180 causes your servo to spin clockwise at full speed. 0 causes it to spin

counterclockwise at full speed. Values of 45 and 135, for example, have the servo spin

slower in their respective directions while 90 theoretically should keep the servo at rest.

However, we say theoretically because the servo is never really perfectly centered.

This causes the servo to creep ever so slowly in one direction or another. Besides

being annoying it also ruins the accuracy of your project. So to prevent this creeping,

we attach and detach the servo when necessary in the above Arduino code.

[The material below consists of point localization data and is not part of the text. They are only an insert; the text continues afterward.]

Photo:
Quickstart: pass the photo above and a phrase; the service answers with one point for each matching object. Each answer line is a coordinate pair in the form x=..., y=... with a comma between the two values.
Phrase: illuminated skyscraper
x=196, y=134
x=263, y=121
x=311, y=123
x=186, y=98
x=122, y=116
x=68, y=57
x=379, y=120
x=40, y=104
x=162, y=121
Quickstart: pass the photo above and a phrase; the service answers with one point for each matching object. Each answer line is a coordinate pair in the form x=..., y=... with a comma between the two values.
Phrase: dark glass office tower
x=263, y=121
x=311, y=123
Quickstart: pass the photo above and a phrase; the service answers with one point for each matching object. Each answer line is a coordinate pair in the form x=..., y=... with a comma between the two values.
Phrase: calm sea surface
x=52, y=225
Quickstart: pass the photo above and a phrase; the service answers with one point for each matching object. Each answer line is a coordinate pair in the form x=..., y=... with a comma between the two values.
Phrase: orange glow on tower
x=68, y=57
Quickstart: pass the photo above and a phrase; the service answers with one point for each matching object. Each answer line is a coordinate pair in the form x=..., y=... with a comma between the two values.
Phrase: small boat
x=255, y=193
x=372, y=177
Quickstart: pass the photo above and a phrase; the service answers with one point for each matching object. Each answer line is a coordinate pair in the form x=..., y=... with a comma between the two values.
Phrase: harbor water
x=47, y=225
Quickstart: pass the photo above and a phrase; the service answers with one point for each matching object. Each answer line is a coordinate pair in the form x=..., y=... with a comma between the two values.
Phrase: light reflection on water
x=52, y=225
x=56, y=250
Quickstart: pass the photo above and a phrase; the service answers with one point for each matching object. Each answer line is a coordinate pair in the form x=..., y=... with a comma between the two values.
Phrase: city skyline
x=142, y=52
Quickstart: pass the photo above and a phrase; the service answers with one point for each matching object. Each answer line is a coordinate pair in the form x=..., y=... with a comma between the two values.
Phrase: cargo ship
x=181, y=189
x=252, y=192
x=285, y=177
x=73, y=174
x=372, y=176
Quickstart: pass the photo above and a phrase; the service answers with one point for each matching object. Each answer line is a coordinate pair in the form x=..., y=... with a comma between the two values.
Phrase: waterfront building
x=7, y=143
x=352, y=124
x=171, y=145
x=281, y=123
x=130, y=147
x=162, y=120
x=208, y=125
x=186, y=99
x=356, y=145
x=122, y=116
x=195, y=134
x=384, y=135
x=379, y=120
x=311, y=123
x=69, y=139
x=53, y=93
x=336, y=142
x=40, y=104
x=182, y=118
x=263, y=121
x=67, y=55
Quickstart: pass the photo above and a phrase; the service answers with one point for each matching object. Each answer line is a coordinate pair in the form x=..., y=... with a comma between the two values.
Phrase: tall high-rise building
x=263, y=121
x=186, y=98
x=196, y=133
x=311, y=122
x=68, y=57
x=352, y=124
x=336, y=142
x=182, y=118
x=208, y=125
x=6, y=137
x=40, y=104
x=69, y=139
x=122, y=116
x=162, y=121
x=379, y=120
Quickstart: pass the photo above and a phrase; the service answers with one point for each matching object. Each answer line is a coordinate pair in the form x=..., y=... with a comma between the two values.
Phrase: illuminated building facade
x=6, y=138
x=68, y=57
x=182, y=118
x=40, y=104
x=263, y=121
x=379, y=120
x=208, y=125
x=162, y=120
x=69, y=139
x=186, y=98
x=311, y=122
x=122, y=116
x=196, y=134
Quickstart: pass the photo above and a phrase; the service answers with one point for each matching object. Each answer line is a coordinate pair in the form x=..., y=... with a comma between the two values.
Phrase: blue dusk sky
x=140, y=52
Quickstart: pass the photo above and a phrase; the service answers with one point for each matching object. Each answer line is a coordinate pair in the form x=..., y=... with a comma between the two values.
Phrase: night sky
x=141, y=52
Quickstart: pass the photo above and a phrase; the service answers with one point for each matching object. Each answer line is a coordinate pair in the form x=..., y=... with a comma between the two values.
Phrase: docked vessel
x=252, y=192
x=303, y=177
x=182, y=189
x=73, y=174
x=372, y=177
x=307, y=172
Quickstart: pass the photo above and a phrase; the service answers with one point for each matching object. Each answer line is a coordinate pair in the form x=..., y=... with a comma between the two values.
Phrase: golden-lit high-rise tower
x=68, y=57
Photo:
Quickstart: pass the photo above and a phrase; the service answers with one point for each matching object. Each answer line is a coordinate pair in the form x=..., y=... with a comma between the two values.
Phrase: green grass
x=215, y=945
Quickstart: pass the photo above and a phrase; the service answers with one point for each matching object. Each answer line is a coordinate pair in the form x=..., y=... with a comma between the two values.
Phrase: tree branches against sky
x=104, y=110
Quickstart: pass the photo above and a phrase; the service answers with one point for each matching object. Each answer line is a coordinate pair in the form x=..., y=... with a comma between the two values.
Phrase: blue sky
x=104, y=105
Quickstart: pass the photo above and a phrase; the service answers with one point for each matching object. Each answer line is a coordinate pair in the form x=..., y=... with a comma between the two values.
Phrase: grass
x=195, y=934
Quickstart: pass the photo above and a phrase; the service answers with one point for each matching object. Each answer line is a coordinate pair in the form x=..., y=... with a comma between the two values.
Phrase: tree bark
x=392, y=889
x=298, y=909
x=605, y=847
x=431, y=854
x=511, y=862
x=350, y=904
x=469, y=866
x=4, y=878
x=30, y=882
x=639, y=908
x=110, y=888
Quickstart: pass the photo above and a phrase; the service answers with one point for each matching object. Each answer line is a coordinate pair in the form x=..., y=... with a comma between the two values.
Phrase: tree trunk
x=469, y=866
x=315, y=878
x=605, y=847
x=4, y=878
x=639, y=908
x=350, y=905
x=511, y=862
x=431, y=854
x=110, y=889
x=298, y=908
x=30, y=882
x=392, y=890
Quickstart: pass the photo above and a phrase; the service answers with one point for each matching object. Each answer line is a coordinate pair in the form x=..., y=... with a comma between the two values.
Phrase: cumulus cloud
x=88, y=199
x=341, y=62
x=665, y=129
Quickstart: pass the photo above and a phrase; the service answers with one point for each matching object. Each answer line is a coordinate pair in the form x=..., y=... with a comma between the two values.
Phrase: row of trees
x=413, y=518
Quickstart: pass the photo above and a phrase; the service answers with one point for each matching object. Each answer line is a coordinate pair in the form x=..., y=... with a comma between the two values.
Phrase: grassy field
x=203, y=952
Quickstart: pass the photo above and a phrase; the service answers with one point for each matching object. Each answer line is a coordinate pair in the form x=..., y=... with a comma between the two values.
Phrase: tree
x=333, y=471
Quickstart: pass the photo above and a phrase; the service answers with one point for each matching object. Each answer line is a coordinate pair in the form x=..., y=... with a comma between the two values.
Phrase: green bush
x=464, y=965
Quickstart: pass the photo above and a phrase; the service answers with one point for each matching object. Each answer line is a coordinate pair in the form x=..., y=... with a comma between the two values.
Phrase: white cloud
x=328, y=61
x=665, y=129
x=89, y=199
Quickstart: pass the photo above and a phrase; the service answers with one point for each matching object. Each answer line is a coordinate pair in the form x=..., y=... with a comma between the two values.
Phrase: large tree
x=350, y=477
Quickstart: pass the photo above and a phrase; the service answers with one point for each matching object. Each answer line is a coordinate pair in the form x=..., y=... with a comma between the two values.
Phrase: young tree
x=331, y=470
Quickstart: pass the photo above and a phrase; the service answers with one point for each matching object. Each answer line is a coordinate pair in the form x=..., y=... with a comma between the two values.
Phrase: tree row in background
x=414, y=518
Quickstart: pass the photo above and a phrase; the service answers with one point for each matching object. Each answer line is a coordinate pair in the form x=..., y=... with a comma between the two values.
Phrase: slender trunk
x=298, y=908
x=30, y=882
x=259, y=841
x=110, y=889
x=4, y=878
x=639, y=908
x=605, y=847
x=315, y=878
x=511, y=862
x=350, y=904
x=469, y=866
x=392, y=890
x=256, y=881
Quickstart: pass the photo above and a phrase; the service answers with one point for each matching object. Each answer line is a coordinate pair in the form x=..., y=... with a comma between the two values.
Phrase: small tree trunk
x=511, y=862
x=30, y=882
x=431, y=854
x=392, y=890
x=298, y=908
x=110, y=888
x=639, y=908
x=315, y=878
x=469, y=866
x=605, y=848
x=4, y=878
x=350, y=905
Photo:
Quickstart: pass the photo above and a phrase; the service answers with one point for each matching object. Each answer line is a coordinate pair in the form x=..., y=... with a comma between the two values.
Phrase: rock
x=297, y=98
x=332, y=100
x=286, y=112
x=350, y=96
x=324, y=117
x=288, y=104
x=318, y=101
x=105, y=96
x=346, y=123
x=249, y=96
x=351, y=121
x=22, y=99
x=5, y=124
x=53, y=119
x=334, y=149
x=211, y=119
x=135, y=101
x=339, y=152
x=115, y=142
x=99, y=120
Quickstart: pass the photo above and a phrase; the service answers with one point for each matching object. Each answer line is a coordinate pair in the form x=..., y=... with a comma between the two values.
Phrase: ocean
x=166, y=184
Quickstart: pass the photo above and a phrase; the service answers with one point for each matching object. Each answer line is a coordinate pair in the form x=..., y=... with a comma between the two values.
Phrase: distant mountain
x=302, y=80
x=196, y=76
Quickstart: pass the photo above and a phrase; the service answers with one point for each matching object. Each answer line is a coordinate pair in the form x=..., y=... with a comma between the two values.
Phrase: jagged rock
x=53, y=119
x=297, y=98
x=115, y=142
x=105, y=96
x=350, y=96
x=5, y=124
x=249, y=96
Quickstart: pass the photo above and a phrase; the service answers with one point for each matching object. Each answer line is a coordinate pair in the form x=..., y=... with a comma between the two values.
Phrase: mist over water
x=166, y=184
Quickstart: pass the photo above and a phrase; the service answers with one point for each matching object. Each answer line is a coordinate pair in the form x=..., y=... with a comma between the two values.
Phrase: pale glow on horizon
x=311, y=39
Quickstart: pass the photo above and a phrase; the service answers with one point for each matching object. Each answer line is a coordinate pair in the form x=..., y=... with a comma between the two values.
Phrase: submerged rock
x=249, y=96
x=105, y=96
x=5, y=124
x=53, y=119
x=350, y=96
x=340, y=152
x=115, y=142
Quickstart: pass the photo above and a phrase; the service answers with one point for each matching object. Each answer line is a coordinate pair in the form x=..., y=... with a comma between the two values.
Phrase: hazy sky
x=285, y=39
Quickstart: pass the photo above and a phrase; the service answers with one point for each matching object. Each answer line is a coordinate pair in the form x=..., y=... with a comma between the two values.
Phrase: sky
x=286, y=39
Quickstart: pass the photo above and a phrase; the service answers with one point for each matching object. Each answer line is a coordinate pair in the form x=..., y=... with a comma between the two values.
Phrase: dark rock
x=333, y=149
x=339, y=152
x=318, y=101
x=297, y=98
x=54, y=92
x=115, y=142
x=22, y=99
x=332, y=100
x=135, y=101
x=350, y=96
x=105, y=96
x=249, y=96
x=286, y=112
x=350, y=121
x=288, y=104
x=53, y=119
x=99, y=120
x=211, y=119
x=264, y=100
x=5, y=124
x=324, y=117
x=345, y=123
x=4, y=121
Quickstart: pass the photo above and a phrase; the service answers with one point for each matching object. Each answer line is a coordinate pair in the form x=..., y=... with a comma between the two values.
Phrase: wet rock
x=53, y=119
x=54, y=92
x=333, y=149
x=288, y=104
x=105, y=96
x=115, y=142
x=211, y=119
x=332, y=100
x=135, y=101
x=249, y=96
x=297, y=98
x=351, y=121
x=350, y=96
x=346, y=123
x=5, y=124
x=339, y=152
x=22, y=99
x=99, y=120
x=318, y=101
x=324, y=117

Detaching

it leaves it unpowered and therefore completely at rest.

Closing Thoughts

Now you have a continuously rotating servo that you can use alone for various projects,

or pair up to power a robot or anything else you can imagine. There are definitely many

other ways to do this particular hack. And there are obviously many better options you

can use if you have the time and money to source them than a hacked continuously

rotating servo. But in case you have a bunch lying around and want a quick solution,

here it is.

At Maker Zoo we've used this hack while developing our open-source Arduino robot,

and are currently using it for an upcoming IoT project. An automatic fish feeder we are

redesigning also used this very hack and operated for a year and a half without any

problems. Just be careful with the final position of the potentiometer before gluing. If

you didn't center it, the whole hack will fail. Good luck!